Ladypalooza came at a weird time for me this year. South by Southwest was last month, which led to me writing extensively about music for a few weeks. Compound that with my fervent attempts to get EVERYONE! EVERYWHERE! to listen to my favorite band by writing what amounts to little more than musical erotica about their latest album. I was slightly burned out on writing about music. This would be only my second post on the The Beatdown AND there were a lot of great people signing up to write AND I had nothing. I panicked. Then I went to sleep. The answer would come to me tomorrow.
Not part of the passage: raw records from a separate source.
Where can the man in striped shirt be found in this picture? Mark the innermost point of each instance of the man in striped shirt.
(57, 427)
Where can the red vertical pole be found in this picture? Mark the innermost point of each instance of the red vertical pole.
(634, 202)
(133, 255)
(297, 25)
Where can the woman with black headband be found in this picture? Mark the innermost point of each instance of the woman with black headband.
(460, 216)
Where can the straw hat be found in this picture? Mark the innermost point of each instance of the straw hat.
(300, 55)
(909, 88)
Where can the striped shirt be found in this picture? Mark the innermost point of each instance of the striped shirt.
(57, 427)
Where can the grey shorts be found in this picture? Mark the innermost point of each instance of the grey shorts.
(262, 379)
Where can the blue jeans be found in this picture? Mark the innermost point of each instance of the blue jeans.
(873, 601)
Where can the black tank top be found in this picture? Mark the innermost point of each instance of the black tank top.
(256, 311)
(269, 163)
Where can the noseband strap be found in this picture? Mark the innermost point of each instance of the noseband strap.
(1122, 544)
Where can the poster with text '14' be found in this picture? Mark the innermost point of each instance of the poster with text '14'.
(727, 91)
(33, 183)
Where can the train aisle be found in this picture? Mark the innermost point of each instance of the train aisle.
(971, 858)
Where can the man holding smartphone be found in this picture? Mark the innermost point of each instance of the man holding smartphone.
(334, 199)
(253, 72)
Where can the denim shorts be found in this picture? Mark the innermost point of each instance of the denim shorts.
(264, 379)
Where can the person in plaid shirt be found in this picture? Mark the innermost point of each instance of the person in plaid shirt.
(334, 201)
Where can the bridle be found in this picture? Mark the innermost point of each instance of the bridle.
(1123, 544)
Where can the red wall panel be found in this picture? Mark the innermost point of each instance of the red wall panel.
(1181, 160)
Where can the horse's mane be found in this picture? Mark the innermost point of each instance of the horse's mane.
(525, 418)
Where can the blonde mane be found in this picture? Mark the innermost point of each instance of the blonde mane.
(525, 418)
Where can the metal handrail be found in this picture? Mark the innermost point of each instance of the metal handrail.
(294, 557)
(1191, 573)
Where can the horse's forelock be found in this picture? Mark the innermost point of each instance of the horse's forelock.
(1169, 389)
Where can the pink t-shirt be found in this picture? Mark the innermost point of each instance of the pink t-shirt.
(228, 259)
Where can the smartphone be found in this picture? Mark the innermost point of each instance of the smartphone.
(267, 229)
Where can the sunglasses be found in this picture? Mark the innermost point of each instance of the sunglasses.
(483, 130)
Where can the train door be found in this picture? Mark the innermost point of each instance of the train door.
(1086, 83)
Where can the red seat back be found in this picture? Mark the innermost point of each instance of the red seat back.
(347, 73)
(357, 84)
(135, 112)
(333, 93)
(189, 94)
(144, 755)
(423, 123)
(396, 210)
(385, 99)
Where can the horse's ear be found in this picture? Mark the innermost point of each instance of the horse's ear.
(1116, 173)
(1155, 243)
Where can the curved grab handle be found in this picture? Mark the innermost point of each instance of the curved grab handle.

I’m very much like Scarlett O’Hara.

I decided I needed to write about one woman I admired, one that I hadn’t written about yet. But after reading the comments on Silvana’s piece (and looking at the moderator queue for all of the real assholes) I had a somewhat different topic: women’s voices. Male critics ran to the comments to let it be known that they didn’t like women’s voices. When called on this batshittery, they cried “YOU CAN’T TELL ME I’M WRONG. It’s just my opinion!” That is your defense? Look, I know all art is fundamentally subjective and unknowable, but give me a fucking break. There is a big difference between saying something like Ringo is your favorite Beatle and DISMISSING AN ENTIRE GENDER’S CONTRIBUTION TO MUSIC.